This is going to be an amazing week, and it’s only been amplified by the awesome weekend I had. My parents made a quick stop in the city, so we got to see them and grab a quick bite before they turned right around and headed out to Philadelphia. My parents love just walking around the city, and since they’ve been here so many times at this point, we don’t have to worry about doing too much touristy stuff. My dad is happy looking in the windows of all the different shops and restaurants in SoHo, and my mom likes the chance to hit up Uniqlo, as they don’t have one in Arizona (yet). We saw our friends Val and Tom, too, and she was wearing some beautiful earrings made by her mom that I have to buy soon. On Saturday, we stopped by The Wythe for drinks on the roof with some friends after spending the day cleaning our apartment, so the view was much appreciated after being stuck inside all day. Sunday, Kramer’s dad and his girlfriend, Jill, flew in, so we grabbed an early breakfast with them at Five Leaves before they drove out to the Hamptons, where we will be meeting up with them later this week. My brother, Dane, flies in tomorrow evening, because Kramer’s dad was nice enough to invite him along to the house he rented, so I’m really excited for our little trip out to Long Island. I suppose the end of summer is drawing closer and closer with each day; I’m glad we were able to throw one last vacation in before then.

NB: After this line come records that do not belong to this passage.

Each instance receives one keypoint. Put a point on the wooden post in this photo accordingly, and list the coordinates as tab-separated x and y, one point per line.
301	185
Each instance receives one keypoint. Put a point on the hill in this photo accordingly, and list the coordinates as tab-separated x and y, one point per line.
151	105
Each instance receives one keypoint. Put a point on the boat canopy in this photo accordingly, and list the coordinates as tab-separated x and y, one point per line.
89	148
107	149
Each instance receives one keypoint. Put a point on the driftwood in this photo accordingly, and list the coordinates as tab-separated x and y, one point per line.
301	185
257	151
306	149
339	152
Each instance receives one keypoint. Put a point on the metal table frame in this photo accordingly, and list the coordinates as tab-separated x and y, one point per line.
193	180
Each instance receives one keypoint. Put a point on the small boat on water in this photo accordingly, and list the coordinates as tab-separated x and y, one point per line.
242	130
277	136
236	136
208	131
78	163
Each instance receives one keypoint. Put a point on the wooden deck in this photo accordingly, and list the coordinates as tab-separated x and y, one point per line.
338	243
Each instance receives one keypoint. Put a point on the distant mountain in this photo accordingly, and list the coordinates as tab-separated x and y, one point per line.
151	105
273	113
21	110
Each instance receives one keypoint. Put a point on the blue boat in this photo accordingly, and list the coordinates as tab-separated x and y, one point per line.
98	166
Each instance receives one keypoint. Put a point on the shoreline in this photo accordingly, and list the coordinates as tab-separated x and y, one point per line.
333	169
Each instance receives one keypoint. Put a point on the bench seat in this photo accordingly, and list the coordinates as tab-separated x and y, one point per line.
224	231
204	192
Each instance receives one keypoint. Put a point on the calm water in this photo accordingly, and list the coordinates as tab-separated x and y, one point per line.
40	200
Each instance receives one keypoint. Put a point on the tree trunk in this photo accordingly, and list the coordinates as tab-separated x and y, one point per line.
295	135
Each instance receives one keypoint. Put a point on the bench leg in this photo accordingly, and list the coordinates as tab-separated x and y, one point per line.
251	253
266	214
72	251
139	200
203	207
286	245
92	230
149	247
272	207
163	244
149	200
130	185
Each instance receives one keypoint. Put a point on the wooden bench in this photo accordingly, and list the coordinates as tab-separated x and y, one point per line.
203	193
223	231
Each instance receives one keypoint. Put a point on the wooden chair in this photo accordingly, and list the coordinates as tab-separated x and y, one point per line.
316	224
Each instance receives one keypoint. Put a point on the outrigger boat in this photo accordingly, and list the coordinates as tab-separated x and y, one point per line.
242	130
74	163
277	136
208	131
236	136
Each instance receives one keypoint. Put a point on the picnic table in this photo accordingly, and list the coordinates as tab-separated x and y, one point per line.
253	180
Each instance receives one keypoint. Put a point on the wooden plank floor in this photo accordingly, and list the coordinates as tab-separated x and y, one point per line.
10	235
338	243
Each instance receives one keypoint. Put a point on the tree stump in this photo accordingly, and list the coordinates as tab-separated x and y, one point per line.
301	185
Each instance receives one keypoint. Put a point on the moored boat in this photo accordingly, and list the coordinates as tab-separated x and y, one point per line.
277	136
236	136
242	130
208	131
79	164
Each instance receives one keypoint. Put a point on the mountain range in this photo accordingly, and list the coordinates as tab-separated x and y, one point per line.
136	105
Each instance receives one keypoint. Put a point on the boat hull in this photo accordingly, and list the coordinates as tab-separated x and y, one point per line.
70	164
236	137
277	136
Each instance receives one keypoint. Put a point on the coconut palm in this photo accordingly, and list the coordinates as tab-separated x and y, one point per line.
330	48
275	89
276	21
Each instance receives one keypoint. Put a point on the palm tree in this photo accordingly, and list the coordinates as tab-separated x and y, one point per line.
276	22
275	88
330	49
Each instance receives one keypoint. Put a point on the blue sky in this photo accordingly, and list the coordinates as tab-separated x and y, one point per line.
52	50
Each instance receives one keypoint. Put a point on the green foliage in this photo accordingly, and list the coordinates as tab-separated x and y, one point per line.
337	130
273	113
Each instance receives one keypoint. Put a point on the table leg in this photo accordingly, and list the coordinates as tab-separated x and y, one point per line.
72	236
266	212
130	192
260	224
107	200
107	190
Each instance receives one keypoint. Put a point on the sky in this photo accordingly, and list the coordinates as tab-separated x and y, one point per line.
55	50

I think I’ve done pretty well this summer, as far as not turning on the stove goes. I usually keep it running all year, but I decided to go for some lighter fare this season and try something new. We went to a party at our friend Hannah’s a week ago, where she made some delicious ropa vieja, but of course, we had to bring a dish, too. I chose to do a quick salad of fresh summer corn, black beans, bell peppers, and a few other veggies tossed in a lime and cumin vinaigrette. All you do is throw everything together in a bowl, stir, and let it sit in the fridge for a while to develop some flavor before serving. It couldn’t be easier or more delicious, plus you can use it on top of a green salad, as a salsa, or even as a taco or enchilada filling, if you’re vegetarian. This salad is bright and refreshing, and it will last for almost an entire week in your fridge, perfect for lunches or a quick weeknight side.
- 2 12-ounce cans black beans, rinsed and patted dry (or you can soak dried beans overnight)
- 6-7 ears corn, shucked and kernels removed
- 3 bells peppers, minced (preferably different colors – I used red, yellow, and orange)
- 3-4 scallions, thinly sliced
- 1 jalapeno, minced
- ¼ cup fresh cilantro, leaves only, roughly chopped
- juice of 2-3 limes
- 2-3 tablespoons agave nectar (or honey)
- 2 tablespoons olive oil
- pinch of ground cumin
- ground black pepper, to taste
- Rinse your black beans and dry them as well as you can. Remove the kernels of corn from the cob and place them in a large bowl along with the rinsed black beans, minced bell peppers, scallions, jalapeno, and cilantro. Toss to combine and set aside.
- Whisk together your vinaigrette ingredients, taste, and adjust seasonings as necessary. Pour it over the black beans and corn, taste, and again, add more salt, pepper, cumin, or agave, depending on your taste. Remember that the flavors will be amplified at it sits in the fridge, so it’s often smart to leave it alone and taste it again before serving. Cover with plastic wrap or an airtight lid, and refrigerate until ready to serve. This will keep well in the fridge for up to 5 days.